A Meditation on Clean Air, the Coronavirus Pandemic, and What to Do About It

The coronavirus pandemic is endangering everyone (except for Maverick and Levi, two wonderful guygoats who live next door to your solitary reporter), and Surgeon General Jerome Adams warned today that these here United States could soon be like Italy; and in New York City, all hell has broken loose, with hospitals woefully unprepared (https://www.cnn.com/2020/03/25/health/coronavirus-covid-hospitals/index.html).

 

Here in the Centennial State, Colorado’s Governor, Democrat Jared Polis, today made a very eloquent and articulate statement as he issued a state-wide Stay at Home Order, after Denver’s Mayor, Michael Hancock, also a Democrat, issued a Stay at Home Order, on Monday, for the Mile High City.

 

Gov. Polis began with Ecclesiastes 3:1-8 and Pete Seeger’s classic, “Turn, Turn, Turn,” which is based on Ecclesiastes 3:1-8.

 

Gov. Polis is Jewish, and he appropriately quoted Ecclesiastes 3 (“For everything there is a season, and a time for every matter under heaven: a time to be born, and a time to die; a time to plant, and a time to pluck up what is planted…a time to weep, and a time to laugh; a time to mourn, and a time to dance…). 

 

Ecclesiastes is part of the Wisdom Literature in the Hebrew Bible; but Donald Trump has very little wisdom.

 

Since the coronavirus (a subject concerning which Trump has very little understanding) is transmitted through droplets, it’s virulent. And those droplets are in the air, and on surfaces, flat and otherwise, for up to 72 hours.

 

So, for some historical perspective, we called on associate solitary reporter Keith Coleman to look back in time at the Clean Air Act, signed by Richard Nixon way back in 1970.

 

Coleman — who is more than a little familiar with Psalm 51:10 (“Create in me a clean heart, O God”...) — was a leading advocate for the Clean Air Act and the establishment of the Environmental Protection Agency, when he was a member of the Democratic National Committee as well as a member of the Board of Directors of the Sierra Club. Coleman was also one of the founders of the Natural Resources Defense Council.

 

The Clean Air Act did considerable good, and President Obama supported the EPA, especially with regard to coal, a major pollutant.

 

But all that changed on January 21, 2017, when Trump launched a major offensive against regulations protecting our air and water.
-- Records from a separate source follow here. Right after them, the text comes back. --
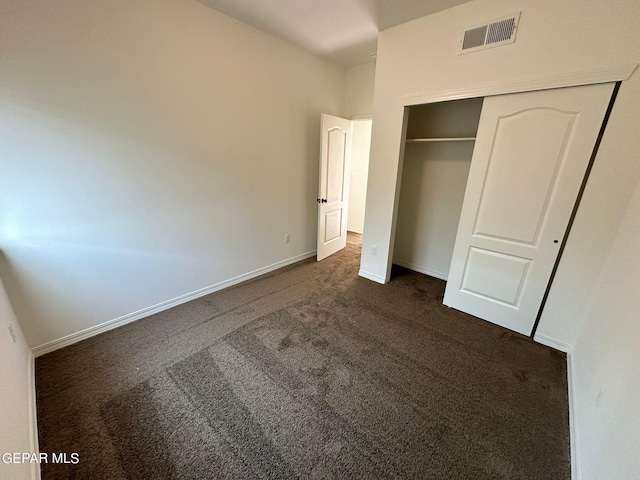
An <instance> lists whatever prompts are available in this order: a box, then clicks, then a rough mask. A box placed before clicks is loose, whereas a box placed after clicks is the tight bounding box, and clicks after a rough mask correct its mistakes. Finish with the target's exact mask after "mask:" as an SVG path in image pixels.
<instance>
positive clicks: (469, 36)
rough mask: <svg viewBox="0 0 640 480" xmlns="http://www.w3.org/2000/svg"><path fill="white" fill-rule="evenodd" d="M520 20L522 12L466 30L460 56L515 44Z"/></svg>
mask: <svg viewBox="0 0 640 480" xmlns="http://www.w3.org/2000/svg"><path fill="white" fill-rule="evenodd" d="M519 20H520V12H518V13H515V14H512V15H507V16H506V17H501V18H497V19H495V20H492V21H490V22H486V23H484V24H482V25H476V26H474V27H470V28H467V29H465V30H464V32H463V34H462V41H461V42H460V43H461V48H460V52H459V53H458V54H459V55H460V54H463V53H469V52H475V51H476V50H482V49H485V48H491V47H497V46H498V45H506V44H508V43H513V42H515V41H516V30H517V27H518V21H519Z"/></svg>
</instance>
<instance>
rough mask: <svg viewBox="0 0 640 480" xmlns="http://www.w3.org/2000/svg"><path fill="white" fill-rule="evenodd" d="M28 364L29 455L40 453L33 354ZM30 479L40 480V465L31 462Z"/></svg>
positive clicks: (35, 463)
mask: <svg viewBox="0 0 640 480" xmlns="http://www.w3.org/2000/svg"><path fill="white" fill-rule="evenodd" d="M27 361H28V362H29V364H28V366H27V372H28V379H27V381H28V382H29V385H28V395H29V405H28V409H29V436H30V439H29V440H30V443H31V453H40V446H39V445H38V410H37V408H36V365H35V363H36V358H35V356H34V355H33V353H30V354H29V359H28V360H27ZM31 478H32V480H40V464H39V463H38V462H31Z"/></svg>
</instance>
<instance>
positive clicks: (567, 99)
mask: <svg viewBox="0 0 640 480" xmlns="http://www.w3.org/2000/svg"><path fill="white" fill-rule="evenodd" d="M612 91H613V84H600V85H588V86H581V87H572V88H563V89H555V90H544V91H537V92H527V93H519V94H511V95H501V96H495V97H487V98H485V101H484V104H483V109H482V114H481V117H480V125H479V128H478V134H477V138H476V144H475V147H474V152H473V158H472V161H471V167H470V171H469V179H468V181H467V188H466V191H465V198H464V202H463V206H462V212H461V215H460V222H459V225H458V231H457V234H456V242H455V246H454V251H453V258H452V262H451V269H450V271H449V279H448V283H447V288H446V291H445V297H444V303H445V304H446V305H449V306H451V307H453V308H456V309H458V310H462V311H464V312H467V313H470V314H472V315H475V316H477V317H480V318H482V319H485V320H487V321H490V322H493V323H496V324H498V325H501V326H504V327H507V328H509V329H511V330H514V331H516V332H519V333H523V334H530V333H531V330H532V328H533V324H534V322H535V319H536V316H537V313H538V310H539V308H540V305H541V301H542V297H543V295H544V292H545V290H546V287H547V284H548V282H549V278H550V276H551V272H552V270H553V268H554V265H555V262H556V259H557V256H558V252H559V249H560V245H561V243H562V239H563V237H564V235H565V232H566V230H567V226H568V222H569V219H570V217H571V213H572V211H573V208H574V205H575V202H576V198H577V196H578V192H579V190H580V187H581V185H582V181H583V179H584V175H585V172H586V169H587V166H588V164H589V160H590V158H591V154H592V151H593V147H594V145H595V142H596V138H597V135H598V132H599V130H600V127H601V125H602V121H603V118H604V114H605V112H606V109H607V106H608V104H609V100H610V98H611V93H612Z"/></svg>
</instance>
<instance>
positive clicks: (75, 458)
mask: <svg viewBox="0 0 640 480" xmlns="http://www.w3.org/2000/svg"><path fill="white" fill-rule="evenodd" d="M2 463H4V464H6V465H9V464H12V463H40V464H42V463H70V464H73V465H77V464H78V463H80V455H79V454H77V453H51V454H49V453H44V452H40V453H28V452H21V453H19V452H12V453H11V452H5V453H3V454H2Z"/></svg>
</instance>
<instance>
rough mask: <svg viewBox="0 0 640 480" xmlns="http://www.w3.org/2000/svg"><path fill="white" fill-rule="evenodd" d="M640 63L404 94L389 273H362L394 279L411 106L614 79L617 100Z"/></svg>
mask: <svg viewBox="0 0 640 480" xmlns="http://www.w3.org/2000/svg"><path fill="white" fill-rule="evenodd" d="M637 67H638V64H628V65H620V66H615V67H611V68H606V69H602V70H597V71H589V72H578V73H574V74H568V75H551V76H542V77H538V78H531V79H529V80H523V81H518V82H509V83H503V84H493V85H482V86H478V87H473V88H465V89H459V90H449V91H443V92H438V93H429V94H423V95H420V94H417V95H410V96H404V97H402V98H401V99H400V100H401V101H400V105H398V106H399V107H401V108H402V117H403V120H402V134H401V135H402V137H401V141H400V145H399V151H398V154H399V156H398V169H397V178H396V187H395V194H394V199H395V201H394V205H393V210H392V219H391V231H390V239H389V250H388V253H387V259H386V264H387V265H386V275H385V277H378V276H377V275H372V274H369V273H365V272H363V271H362V270H360V276H363V277H365V278H369V279H370V280H373V281H376V282H378V283H388V282H389V280H390V279H391V267H392V264H393V251H394V247H395V236H396V225H397V218H398V207H399V198H400V188H401V183H402V182H401V180H402V170H403V164H404V146H405V140H406V131H407V121H408V107H411V106H413V105H421V104H427V103H438V102H445V101H449V100H462V99H467V98H474V97H489V96H494V95H504V94H511V93H523V92H532V91H537V90H548V89H555V88H563V87H574V86H580V85H591V84H597V83H612V82H616V83H618V85H617V86H616V87H614V93H613V96H612V100H615V96H616V94H617V91H618V89H619V84H620V82H622V81H625V80H628V79H629V78H630V77H631V75H632V74H633V73H634V71H635V70H636V69H637ZM611 106H612V103H610V105H609V108H608V110H607V114H606V115H605V119H604V121H603V127H602V128H601V130H600V137H601V135H602V134H603V132H604V126H606V120H608V117H609V114H610V109H611ZM600 137H599V138H598V141H597V143H596V147H595V148H594V151H593V153H592V157H591V159H590V163H589V166H588V167H587V172H586V175H585V178H584V180H583V185H582V188H581V190H580V193H579V195H578V199H577V200H576V204H575V207H574V211H573V214H572V216H571V219H570V223H569V225H568V227H567V231H566V234H565V237H564V239H563V245H562V248H560V250H559V253H558V258H557V260H556V264H555V266H554V270H553V272H552V275H551V278H550V280H549V283H548V285H547V290H546V293H545V295H544V297H543V301H542V304H541V306H540V309H539V311H538V315H537V317H536V321H535V322H534V327H533V331H532V333H531V337H532V338H533V336H534V335H535V332H536V329H537V327H538V323H539V320H540V317H541V315H542V310H543V308H544V305H545V303H546V299H547V297H548V292H549V290H550V286H551V282H552V281H553V277H554V276H555V271H556V269H557V266H558V263H559V260H560V256H561V254H562V252H563V251H564V246H565V244H566V239H567V237H568V235H569V232H570V230H571V225H572V222H573V219H574V217H575V213H576V211H577V208H578V205H579V200H580V198H581V196H582V193H583V191H584V187H585V185H586V180H587V178H588V174H589V172H590V171H591V167H592V165H593V162H594V160H595V156H596V153H597V147H598V146H599V145H600ZM365 235H366V225H365Z"/></svg>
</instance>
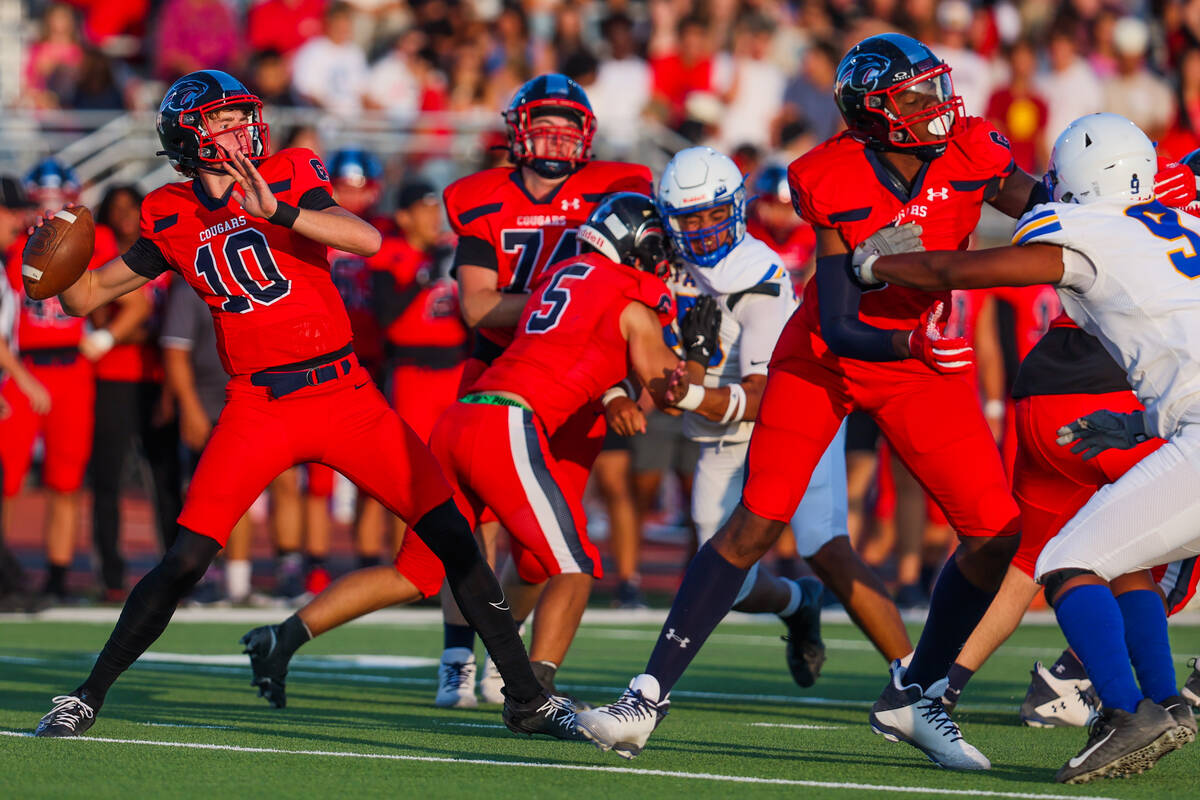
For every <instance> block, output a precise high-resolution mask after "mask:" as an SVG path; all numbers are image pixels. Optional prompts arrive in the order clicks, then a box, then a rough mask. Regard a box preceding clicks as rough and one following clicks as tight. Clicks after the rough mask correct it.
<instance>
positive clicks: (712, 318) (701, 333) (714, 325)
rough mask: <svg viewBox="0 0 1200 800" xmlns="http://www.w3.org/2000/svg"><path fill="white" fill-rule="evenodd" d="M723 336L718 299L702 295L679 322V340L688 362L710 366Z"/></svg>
mask: <svg viewBox="0 0 1200 800" xmlns="http://www.w3.org/2000/svg"><path fill="white" fill-rule="evenodd" d="M720 336H721V309H720V307H718V305H716V297H713V296H709V295H701V296H700V297H697V299H696V305H695V306H692V307H691V308H689V309H688V313H686V314H684V315H683V319H680V320H679V338H680V343H682V344H683V351H684V355H685V356H686V359H688V361H695V362H697V363H702V365H708V362H709V360H710V359H712V357H713V354H714V353H715V351H716V344H718V342H719V341H720Z"/></svg>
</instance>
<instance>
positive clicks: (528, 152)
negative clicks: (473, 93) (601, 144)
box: [504, 73, 596, 179]
mask: <svg viewBox="0 0 1200 800" xmlns="http://www.w3.org/2000/svg"><path fill="white" fill-rule="evenodd" d="M504 122H505V126H506V127H508V133H509V152H510V155H511V157H512V161H514V162H515V163H516V164H518V166H521V167H529V168H530V169H533V170H534V172H535V173H536V174H538V175H540V176H542V178H546V179H556V178H564V176H566V175H570V174H571V173H574V172H576V170H577V169H580V168H581V167H582V166H583V164H586V163H588V161H590V160H592V140H593V139H594V138H595V131H596V118H595V114H593V113H592V104H590V103H589V102H588V98H587V95H586V94H584V92H583V89H582V88H580V85H578V84H576V83H575V82H574V80H571V79H570V78H566V77H565V76H560V74H557V73H556V74H547V76H539V77H536V78H534V79H533V80H529V82H528V83H526V84H524V85H523V86H522V88H521V89H520V90H518V91H517V94H516V95H515V96H514V98H512V103H511V104H510V106H509V108H508V110H505V112H504Z"/></svg>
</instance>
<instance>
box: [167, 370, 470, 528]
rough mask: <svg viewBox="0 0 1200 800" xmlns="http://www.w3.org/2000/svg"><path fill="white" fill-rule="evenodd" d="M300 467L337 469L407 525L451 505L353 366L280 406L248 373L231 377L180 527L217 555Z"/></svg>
mask: <svg viewBox="0 0 1200 800" xmlns="http://www.w3.org/2000/svg"><path fill="white" fill-rule="evenodd" d="M305 462H316V463H319V464H325V465H328V467H331V468H332V469H336V470H337V471H338V473H341V474H342V475H344V476H346V477H348V479H350V480H352V481H354V483H355V485H358V487H359V488H360V489H362V491H364V492H366V493H367V494H370V495H372V497H374V498H376V499H377V500H379V501H380V503H382V504H383V505H384V507H386V509H388V510H389V511H391V512H392V513H395V515H396V516H398V517H400V518H401V519H403V521H404V522H407V523H409V525H412V524H413V523H416V522H418V521H419V519H420V518H421V517H424V516H425V513H426V512H428V511H430V510H431V509H433V507H434V506H438V505H440V504H443V503H445V501H446V500H448V499H449V498H450V497H451V491H450V486H449V485H448V483H446V481H445V479H444V477H443V476H442V470H440V468H439V467H438V463H437V461H434V458H433V456H432V453H430V450H428V447H426V445H425V443H422V441H421V440H420V439H419V438H418V435H416V434H415V433H413V429H412V428H409V427H408V426H407V425H404V422H403V421H402V420H401V419H400V417H398V416H396V413H395V411H392V410H391V408H389V407H388V403H386V402H385V401H384V398H383V395H382V393H379V390H378V389H377V387H376V385H374V381H372V380H371V375H368V374H367V372H366V369H364V368H362V367H360V366H358V363H356V362H355V366H354V367H353V368H352V369H350V372H349V374H347V375H344V377H341V378H337V379H335V380H330V381H328V383H324V384H320V385H318V386H307V387H305V389H301V390H298V391H295V392H292V393H289V395H286V396H284V397H282V398H280V399H272V398H271V397H270V396H269V393H268V390H266V389H265V387H262V386H254V385H252V384H251V383H250V377H247V375H240V377H236V378H233V379H232V380H230V381H229V384H228V386H227V387H226V407H224V410H222V411H221V417H220V419H218V420H217V425H216V427H215V428H214V429H212V438H211V439H209V443H208V445H206V446H205V447H204V453H203V455H202V456H200V463H199V465H198V467H197V468H196V474H194V475H193V476H192V483H191V486H190V487H188V491H187V499H186V501H185V503H184V511H182V513H180V516H179V524H180V525H182V527H185V528H188V529H191V530H194V531H196V533H198V534H204V535H205V536H211V537H212V539H215V540H216V541H217V542H220V543H221V546H222V547H223V546H224V543H226V541H227V540H228V539H229V531H230V530H232V529H233V525H234V523H235V522H238V519H239V518H241V516H242V515H244V513H245V512H246V510H247V509H250V504H251V503H253V501H254V498H257V497H258V494H259V493H260V492H262V491H263V489H264V488H266V485H268V483H270V482H271V480H272V479H274V477H275V476H276V475H278V474H280V473H282V471H283V470H286V469H288V468H289V467H293V465H294V464H302V463H305ZM409 539H416V537H415V536H412V537H409Z"/></svg>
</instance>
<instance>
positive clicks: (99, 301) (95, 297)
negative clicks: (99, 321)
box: [59, 257, 150, 317]
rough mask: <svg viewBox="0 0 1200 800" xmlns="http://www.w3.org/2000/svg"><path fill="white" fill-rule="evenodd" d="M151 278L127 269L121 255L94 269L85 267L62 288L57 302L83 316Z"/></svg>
mask: <svg viewBox="0 0 1200 800" xmlns="http://www.w3.org/2000/svg"><path fill="white" fill-rule="evenodd" d="M149 282H150V278H148V277H145V276H143V275H138V273H137V272H134V271H133V270H131V269H130V265H128V264H126V263H125V259H124V258H121V257H118V258H114V259H113V260H112V261H109V263H108V264H106V265H104V266H101V267H98V269H95V270H88V271H86V272H84V273H83V275H80V276H79V279H78V281H76V282H74V283H72V284H71V285H70V287H67V288H66V289H64V290H62V294H60V295H59V303H60V305H61V306H62V311H65V312H66V313H68V314H71V315H72V317H86V315H88V314H90V313H91V312H94V311H96V309H97V308H100V307H101V306H104V305H108V303H110V302H113V301H114V300H116V299H118V297H120V296H121V295H124V294H126V293H128V291H133V290H134V289H140V288H142V287H144V285H145V284H146V283H149Z"/></svg>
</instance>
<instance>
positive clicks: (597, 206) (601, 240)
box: [576, 192, 671, 278]
mask: <svg viewBox="0 0 1200 800" xmlns="http://www.w3.org/2000/svg"><path fill="white" fill-rule="evenodd" d="M576 239H577V240H578V241H580V242H581V243H582V245H586V246H588V247H590V248H592V249H594V251H596V252H599V253H600V254H602V255H605V257H606V258H608V259H610V260H612V261H616V263H617V264H624V265H625V266H631V267H634V269H635V270H641V271H643V272H649V273H650V275H654V276H656V277H659V278H665V277H666V276H667V272H668V271H670V267H671V253H670V251H668V248H667V237H666V234H665V233H664V231H662V221H661V219H660V218H659V215H658V210H656V209H655V207H654V201H653V200H650V198H648V197H646V196H644V194H637V193H636V192H617V193H614V194H610V196H608V197H607V198H605V200H604V201H601V203H600V205H598V206H596V207H595V210H593V211H592V213H590V215H589V216H588V219H587V222H584V223H583V224H582V225H580V229H578V231H577V233H576Z"/></svg>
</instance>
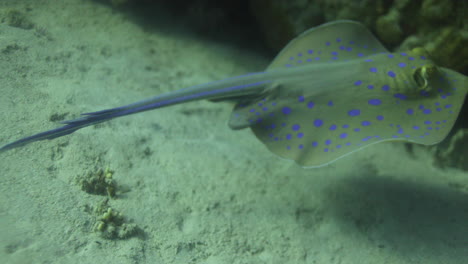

In this, he was strongly supported by a certain senator from Coal Country, Mitch McConnell (R-Kentucky — only, if the good voters in the Bluegrass State do the right thing, McConnell will go home in January, to be succeeded by Democrat Amy McGrath).

 

To run the EPA, Trump appointed Oklahoma’s attorney general, Republican Scott Pruitt, who, as Oklahoma’s highest law enforcement officer, sued the EPA no less than 14 times.

 

Pruitt was tasked with taking the EPA apart, piece by piece; and after Pruitt was sacked, that job continues under Administrator Andrew Wheeler, also a Republican.

 

“When you don’t have good, clean air,” ASR Coleman said, “it’s no wonder that a Republican administration doesn’t know what to do about an insidious airborne virus.”

 

Trump does not support sustainable, renewable energy such as windmills, so Coleman was astonished when, earlier today, he visited EPA Administrator Wheeler and Wyoming governor Mark Gordon, in Cheyenne.

 

Wyoming, the Cowboy State, is well known for its very high winds, which is why there are hundreds of windmills there, especially along the I-80 Corridor in southern Wyoming.

 

Wheeler was holding a press briefing in which he begged Governor Gordon to lend him hundreds of Wyoming’s windmills to send to Washington State, California, New York, and Colorado, to clear the air of the COVID-19 coronavirus.

 

But Gordon’s a Republican, so we’re not expecting much coronavirus relief from him.